Relatório da ONU lista os lugares mais poluídos do mundo
Por Ian Angus. Publicado em 13.03.2022 em Climate and Capitalism.
Traduzido por Débora Cunha.
A poluição mata mais pessoas do que todas as guerras, assassinatos e outras formas de violência combinadas
O Relator Especial das Nações Unidas sobre direitos humanos e meio ambiente identificou os lugares mais poluídos do planeta. Em seu relatório anual ao Conselho de Direitos Humanos da ONU, David Boyd descreve esses lugares como Zonas de Sacrifício, um termo originalmente usado para áreas inabitáveis por testes de armas nucleares.
Ele escreve: “Hoje em dia, uma zona de sacrifício pode ser entendida como um lugar onde os moradores sofrem consequências devastadoras para a saúde física e mental e violações dos direitos humanos como resultado de viver em focos de poluição e áreas altamente contaminadas. A crise climática está criando uma nova categoria de zonas de sacrifício como resultado das emissões ininterruptas de gases de efeito estufa, à medida que as comunidades se tornaram e estão se tornando inabitáveis devido a eventos climáticos extremos ou desastres de início lento, incluindo seca e aumento do nível do mar”.

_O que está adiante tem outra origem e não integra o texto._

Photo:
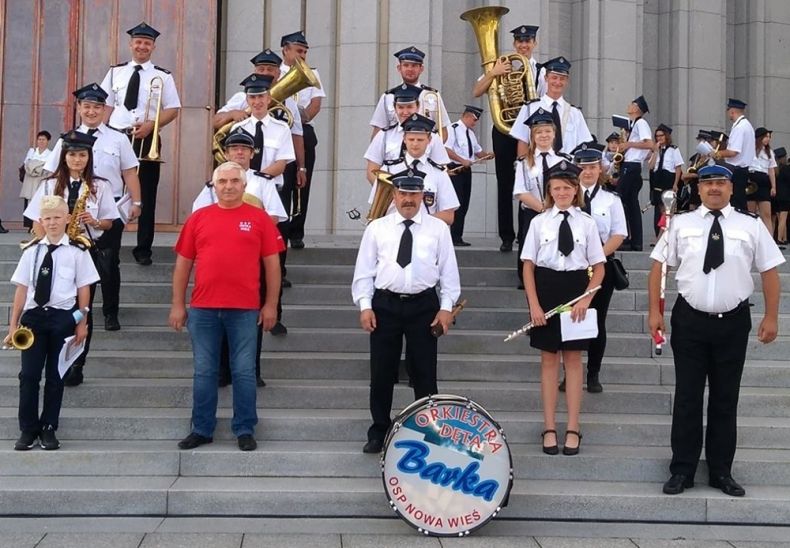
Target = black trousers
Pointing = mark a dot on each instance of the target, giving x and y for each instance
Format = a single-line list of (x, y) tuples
[(628, 188), (712, 348), (600, 303), (740, 178), (462, 183), (109, 267), (50, 326), (149, 182), (505, 150), (396, 318), (297, 223)]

“A existência persistente de zonas de sacrifício é uma mancha na consciência coletiva da humanidade. Muitas vezes criadas através do conluio de governos e empresas, as zonas de sacrifício são diametralmente opostas ao desenvolvimento sustentável, prejudicando os interesses das gerações presentes e futuras. As pessoas que habitam as zonas de sacrifício são exploradas, traumatizadas e estigmatizadas. Elas são tratados como descartáveis, suas vozes ignoradas, sua presença excluída dos processos de tomada de decisão e sua dignidade e direitos humanos pisoteados”.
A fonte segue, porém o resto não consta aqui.